Beirut: Syrian government shelling killed at least 16 people in a rebel-held area of the northern city of Aleppo, activists said, and at least one man was killed on Friday inside Lebanon in cross-border fire from Syria, according to a security official.

The attacks came as Syrian negotiators wrapped up a week of peace talks in Geneva — the first round of what is expected to be prolonged negotiations stretching several weeks or even months trying to find a solution to the devastating civil war.

The conflict, which began as largely peaceful protests against the rule of President Bashar Al Assad, shifted into an armed insurgency and became a full-blown civil war that has killed more than 130,000 people and forced millions to flee their homes, including over 2 million who have mostly settled in neighbouring countries.

Syria’s economy, meanwhile, lies in ruins as do many of the nation’s cities, towns and villages.

In the northern city of Aleppo, government forces continued to unleash barrels packed with explosives and fuel from military helicopters over rebel-held areas. The crude barrels cannot strike targets with precision and cause massive damage upon impact.

The shelling has taken place as Syrian troops on the ground inch closer to rebel-held parts of Aleppo, which rebels seized in July 2012.

The latest strikes hit Aleppo on Thursday, killing at least 16 people, said Rami Abdur Rahman of the Britain-based Syrian Observatory for Human Rights. Abdur Rahman said the shelling targeted the area of Qadi Askar, and that it took hours to verify the number of the victims. The Aleppo Media Centre, another activist group, also provided a similar report.
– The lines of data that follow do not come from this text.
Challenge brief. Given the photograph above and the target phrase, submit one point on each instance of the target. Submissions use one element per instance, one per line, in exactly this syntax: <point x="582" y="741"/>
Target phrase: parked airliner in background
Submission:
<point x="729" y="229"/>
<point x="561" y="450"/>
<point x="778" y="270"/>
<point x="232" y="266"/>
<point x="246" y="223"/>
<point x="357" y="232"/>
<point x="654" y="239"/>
In the cross-border attack, Syrian government tanks fired into northern Lebanon to prevent rebels on the border from fleeing to Lebanese territory, said the security official, speaking on condition of anonymity in line with military regulations.

According to the official, over a dozen shells exploded near a belt of rural communities stretching 19 kilometres along the Lebanon-Syria border in the mountainous northern Lebanese rural province of Akkar.

The barrage killed a Syrian refugee living in Lebanon and wounded two Lebanese.

Such shelling has become more common as Syria’s conflict increasingly spills over into its smaller neighbour.